Lee Ranaldo, figure emblématique de Sonic Youth, revient en 2012 avec Between the Times and the Tides, un album solo qui sonne comme une respiration, un pas de côté aussi sincère que surprenant. Loin de l’expérimentation sauvage de son passé, il opte ici pour une forme plus apaisée, plus mélodique, presque contemplative. En lui attribuant un 7,5/10, je salue un disque personnel, riche et honnête, même s’il me laisse parfois sur ma faim. C’est un album qui séduit plus par son humanité que par sa radicalité.
Ce qui frappe dès l’écoute, c’est ce choix assumé : Ranaldo troque le chaos pour la clarté. Between the Times and the Tides n’a pas vocation à faire trembler les murs ; il cherche plutôt à se faire entendre avec douceur, presque avec humilité. On est loin des drones saturés de Sonic Youth : ici, les guitares chantent, les compositions respirent, et la voix de Ranaldo — souvent restée dans l’ombre chez SY — se déploie avec une sincérité désarmante. Le disque trouve ainsi un équilibre entre folk-rock classique et réminiscences électriques, créant un univers à la fois familier et singulier.

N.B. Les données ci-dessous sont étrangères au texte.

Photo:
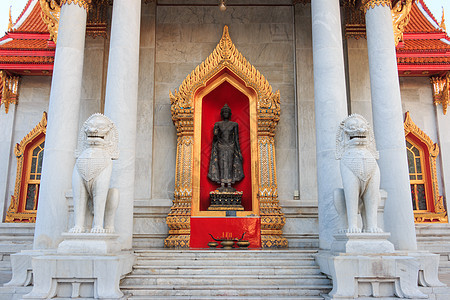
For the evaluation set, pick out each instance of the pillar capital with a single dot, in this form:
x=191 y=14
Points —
x=368 y=4
x=81 y=3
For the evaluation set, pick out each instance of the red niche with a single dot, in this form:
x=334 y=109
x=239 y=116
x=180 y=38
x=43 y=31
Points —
x=211 y=106
x=228 y=227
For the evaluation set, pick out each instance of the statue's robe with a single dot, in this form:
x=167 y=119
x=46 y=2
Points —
x=226 y=158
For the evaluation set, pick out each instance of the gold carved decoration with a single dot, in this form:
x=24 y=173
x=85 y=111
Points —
x=439 y=214
x=96 y=24
x=368 y=4
x=400 y=18
x=442 y=24
x=228 y=60
x=355 y=20
x=441 y=91
x=10 y=23
x=81 y=3
x=50 y=16
x=15 y=212
x=97 y=19
x=9 y=86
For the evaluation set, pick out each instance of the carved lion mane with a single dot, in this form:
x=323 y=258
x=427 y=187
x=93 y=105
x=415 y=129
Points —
x=110 y=135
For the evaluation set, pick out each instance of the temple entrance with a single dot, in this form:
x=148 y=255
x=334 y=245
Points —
x=225 y=77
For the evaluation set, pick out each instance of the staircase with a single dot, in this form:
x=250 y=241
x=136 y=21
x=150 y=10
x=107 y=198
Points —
x=226 y=274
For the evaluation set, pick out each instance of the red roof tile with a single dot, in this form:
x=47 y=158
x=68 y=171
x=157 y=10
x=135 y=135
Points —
x=27 y=47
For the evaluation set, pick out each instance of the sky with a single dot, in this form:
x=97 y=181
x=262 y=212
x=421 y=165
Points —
x=17 y=6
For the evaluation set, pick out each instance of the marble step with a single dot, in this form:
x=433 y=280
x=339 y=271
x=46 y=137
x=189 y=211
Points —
x=232 y=281
x=225 y=270
x=227 y=297
x=226 y=291
x=14 y=293
x=168 y=254
x=235 y=262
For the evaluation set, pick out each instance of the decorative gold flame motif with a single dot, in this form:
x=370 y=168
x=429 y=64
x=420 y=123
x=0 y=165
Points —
x=400 y=18
x=50 y=15
x=441 y=91
x=9 y=86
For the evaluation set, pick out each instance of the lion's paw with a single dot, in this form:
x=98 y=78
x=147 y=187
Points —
x=353 y=230
x=97 y=229
x=77 y=229
x=373 y=230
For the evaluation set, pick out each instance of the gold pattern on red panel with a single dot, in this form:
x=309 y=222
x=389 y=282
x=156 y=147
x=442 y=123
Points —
x=436 y=213
x=15 y=212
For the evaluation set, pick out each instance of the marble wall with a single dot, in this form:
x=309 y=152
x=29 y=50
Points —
x=306 y=136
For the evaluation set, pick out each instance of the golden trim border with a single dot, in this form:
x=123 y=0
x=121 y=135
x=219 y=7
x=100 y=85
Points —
x=440 y=212
x=12 y=215
x=197 y=146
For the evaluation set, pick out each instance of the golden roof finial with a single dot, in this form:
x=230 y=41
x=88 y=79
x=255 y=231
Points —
x=442 y=25
x=10 y=24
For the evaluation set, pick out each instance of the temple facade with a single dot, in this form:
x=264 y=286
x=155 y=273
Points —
x=291 y=71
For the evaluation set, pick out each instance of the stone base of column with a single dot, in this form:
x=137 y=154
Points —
x=89 y=243
x=428 y=268
x=362 y=243
x=383 y=275
x=22 y=269
x=80 y=276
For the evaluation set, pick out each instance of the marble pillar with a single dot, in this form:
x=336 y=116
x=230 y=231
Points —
x=443 y=123
x=121 y=107
x=330 y=102
x=388 y=127
x=62 y=128
x=6 y=147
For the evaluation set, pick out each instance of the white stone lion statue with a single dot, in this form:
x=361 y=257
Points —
x=97 y=147
x=355 y=147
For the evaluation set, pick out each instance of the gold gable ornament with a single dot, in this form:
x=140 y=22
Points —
x=224 y=64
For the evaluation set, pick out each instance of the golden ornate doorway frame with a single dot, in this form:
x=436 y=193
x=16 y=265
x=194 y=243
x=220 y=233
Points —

S’il fallait choisir un morceau pour cristalliser l’âme de cet album, ce serait sans hésitation Xtina As I Knew Her. À la croisée de l’intime et du rêve éveillé, ce titre se déploie en nappes de guitares hypnotiques, portées par un riff à la fois lancinant et lumineux. Ranaldo y tisse un récit personnel, presque elegiaque, où les souvenirs d’une figure féminine flottent comme des ombres sur la plage.
Il y a dans ce morceau une tension douce, une mélancolie qui ne verse jamais dans la lourdeur. Le jeu de guitare, subtilement entremêlé, évoque par moments les grandes heures du psychédélisme californien, tout en conservant une structure claire, presque pop. C’est une chanson à écouter la nuit, les yeux mi-clos, quand les souvenirs s’invitent sans frapper.
Ce titre résume à lui seul ce que Ranaldo réussit si bien sur cet album : parler de soi sans forcer le trait, installer une atmosphère sans en faire trop, toucher sans chercher à impressionner.
L’un des rares reproches que je ferais à l’album, c’est sa production parfois un peu trop sage. Tout est bien rangé, bien construit — peut-être trop. Ranaldo semble vouloir prouver qu’il sait écrire des "vraies chansons", comme s’il voulait rassurer son auditeur. Et il y parvient. Mais au passage, il perd parfois ce grain de folie, cette imprévisibilité qui faisait la beauté imparfaite de ses œuvres passées. On aurait aimé quelques aspérités, quelques accidents, quelques rugosités.
Between the Times and the Tides est un disque de transition, mais c’est une transition habitée, incarnée. Ce n’est pas un manifeste, ce n’est pas une révolution, et ce n’est pas grave. C’est un disque qui assume d’être ce qu’il est : un moment suspendu, un autoportrait sans fard d’un musicien en pleine mue. Il ne cherche pas à convaincre, il propose. Il n’impose rien, mais laisse une empreinte — discrète, mais persistante.
En somme, c’est un album à réécouter avec le temps, pour y entendre non pas un renoncement, mais une redécouverte. Et rien que pour ça, il mérite qu’on l’écoute encore, entre les temps et les marées.